GERDAU ? Eu tenho depoimentos muito claros dos ministros e do presidente de que eles querem fazer a reforma tributária. O grande dilema é a transição. O governo federal está correto em ter essa preocupação. Se analisarmos o que aconteceu em 1999, na saída da maxidesvalorização, o desempenho do Brasil foi melhor do que se esperava. Mexer no sistema tributário para correr risco é algo que ninguém quer. Eu diria o seguinte: o ajuste fiscal do País a curto prazo é mais importante do que a carga tributária. No cenário mundial está muito claro que a primeira coisa é não ter inflação.
DINHEIRO ? Então a reforma não virá, porque não se pode diminuir a arrecadação…
GERDAU ? Mas a reforma não vai diminuir a arrecadação. Não estamos propondo isso. Isso está claro na discussão feita no Congresso. Não vai haver diminuição da carga tributária. Estamos propondo uma nova sistemática de arrecadação.
DINHEIRO ? Mas na verdade o empresariado não quer pagar o que está pagando e nem o governo quer mexer no que está recebendo. Não é uma discussão estranha?
GERDAU ? Não tenho dúvida de que cada um enxerga a reforma a seu modo. Cada um quer a sua. Mas nós, da Ação Empresarial, neste momento não estamos discutindo a carga tributária. Aceitamos que a carga tributária permaneça no mesmo nível, embora ela seja absolutamente elevada.
DINHEIRO ? Quem são os adversários da reforma tributária dentro do governo?
GERDAU ? Não sei se há adversários da reforma. Todo mundo sabe que ela tem de ser feita.
DINHEIRO ? O secretário da Receita Federal sabe?
GERDAU ? Ele sabe, embora existam com Everardo Maciel pontos de divergência conceitual. Qualquer economista sabe que é preciso limpar as cadeias produtivas. A discussão não está em fazer ou não, mas como fazer a reforma.
DINHEIRO ? O que acontece se a reforma for protelada por um ou dois anos, como parece estar próximo de acontecer?

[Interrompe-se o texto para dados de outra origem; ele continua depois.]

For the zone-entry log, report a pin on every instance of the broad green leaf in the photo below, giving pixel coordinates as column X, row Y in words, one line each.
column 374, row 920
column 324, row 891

GERDAU ? Vai atrasar o processo de desenvolvimento do País. Acredito que uma boa reforma tributária pode fazer o PIB do País crescer 2%, ampliando as exportações de forma impressionante. Isso é muito importante. Não existem no Brasil fábricas voltadas para exportação. Ela é sempre um percentual pequeno da produção, 15% ou 20%. Nunca se exporta 50% ou 80%. O empresário, nacional ou estrangeiro, sabe que terá de exportar impostos.